McKuen and the Spasmodics are by no means the worst poets in the English language. As subjective as poetic tastes are, most who’ve read her agree the all-time worst poet title belongs to Anna McKittrick Ross, a late Victorian poet and novelist who wrote under the penname Amanda McKitterick Ros to obliquely associate herself with a titled family named Ros in her rural Northern Ireland county. An Irish school teacher who badgered her train station manager husband into self-publishing her first novel, “Irene Iddesleigh,” Ross was utterly convinced of her own greatness. “Amanda McKittrick Ros, the Worst Novelist in History … Maybe,” another Slate.com article, said her “novels were so uniquely and thrillingly terrible that, in the early years of the last century, she became an ironic cause célèbre among the cultural luminaries of her time.” They were all laughing at her, though. Mark Twain called her novel “one of the greatest un-intentionally humorous novels of all time” and crowned her “Queen & Empress of the Hogweash Guild,” and J.R.R. Tolkien and C.S. Lewis, formed Amanda McKittrick Ros societies at Oxford and Cambridge and held “sporadic Ros reading competitions, in which the winner was the member who could read from one of her novels for the longest without breaking into laughter.”
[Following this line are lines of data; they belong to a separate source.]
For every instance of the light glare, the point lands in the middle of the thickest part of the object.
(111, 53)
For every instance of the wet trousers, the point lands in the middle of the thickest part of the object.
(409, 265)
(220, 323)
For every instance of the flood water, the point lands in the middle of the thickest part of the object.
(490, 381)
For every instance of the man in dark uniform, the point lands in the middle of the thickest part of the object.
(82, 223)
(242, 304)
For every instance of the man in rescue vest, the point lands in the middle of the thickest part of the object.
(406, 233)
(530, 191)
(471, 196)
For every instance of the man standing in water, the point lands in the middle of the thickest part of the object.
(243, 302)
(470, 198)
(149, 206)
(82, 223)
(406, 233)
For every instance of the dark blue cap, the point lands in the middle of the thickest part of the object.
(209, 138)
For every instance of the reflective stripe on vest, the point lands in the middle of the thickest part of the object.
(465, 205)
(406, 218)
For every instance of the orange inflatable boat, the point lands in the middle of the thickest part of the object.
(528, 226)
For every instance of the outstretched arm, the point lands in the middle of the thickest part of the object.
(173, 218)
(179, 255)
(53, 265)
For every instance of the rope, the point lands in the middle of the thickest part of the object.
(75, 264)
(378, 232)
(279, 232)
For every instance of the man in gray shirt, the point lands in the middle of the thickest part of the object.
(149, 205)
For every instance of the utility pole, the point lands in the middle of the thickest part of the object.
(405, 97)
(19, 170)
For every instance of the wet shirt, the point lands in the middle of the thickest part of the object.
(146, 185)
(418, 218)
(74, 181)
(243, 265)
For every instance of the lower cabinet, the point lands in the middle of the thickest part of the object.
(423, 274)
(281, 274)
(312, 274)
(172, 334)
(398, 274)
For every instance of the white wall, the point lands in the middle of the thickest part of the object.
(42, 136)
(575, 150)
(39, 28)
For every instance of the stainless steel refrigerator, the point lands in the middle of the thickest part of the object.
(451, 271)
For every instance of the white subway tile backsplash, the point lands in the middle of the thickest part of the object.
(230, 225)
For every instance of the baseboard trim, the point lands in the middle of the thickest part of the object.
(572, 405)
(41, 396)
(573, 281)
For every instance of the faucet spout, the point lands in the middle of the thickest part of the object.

Two striking attributes of Ross’ writings were her “aversion to calling a thing by its name. Eyes are ‘globes of glare.’ When their owners are unhappy, these globes are ‘stuffed with sorrow.’ Trousers are not trousers; they are ‘the southern necessary.’ It’s as if, for Ros, circumlocution and literature are essentially synonymous.” How bad it it? As Slate summarized it, “This stuff is, in lowish doses, quite entertaining, but if you read enough of it, its absurdity seems to spread outward to the whole of literature, Ros’ writing is not just bad, in other words; its badness is so potent that it seems to undermine the very idea of literature, to expose the whole endeavor of making art out of language as essentially and irredeemably fraudulent—and, even worse, silly.” But she was far from silly, since “one of the crucial features of her magisterially dreadful work is its total absence of anything even approaching a sense of humor.
Ross’ poetry was equally horrid; Consider “On Visiting Westminster Abbey”: “Holy Moses! Have a look!/ Flesh decayed in every nook!/ Some rare bits of brain lie here,/ Mortal loads of beef and beer,/ Some of whom are turned to dust,/ Every one bids lost to lust;/ Royal flesh so tinged with ‘blue’/ Undergoes the same as you./ Famous some were–yet they died;/ Poets–Statesmen–Rogues beside,/ Kings–Queens, all of them do rot,/ What about them? Now–they’re not!” Ross’ badness was so transcendent, that the Legacy Belfast Public Library maintains a fine collection of her letters and writings. Because tastes vary, good libraries present all points of view and let readers decide for themselves what’s worthy. Ross’ poems are free online, and should be experienced. As McKuen wrote, “It’s nice sometimes to open up the heart a little and let some hurt come in. It proves you’re still alive.”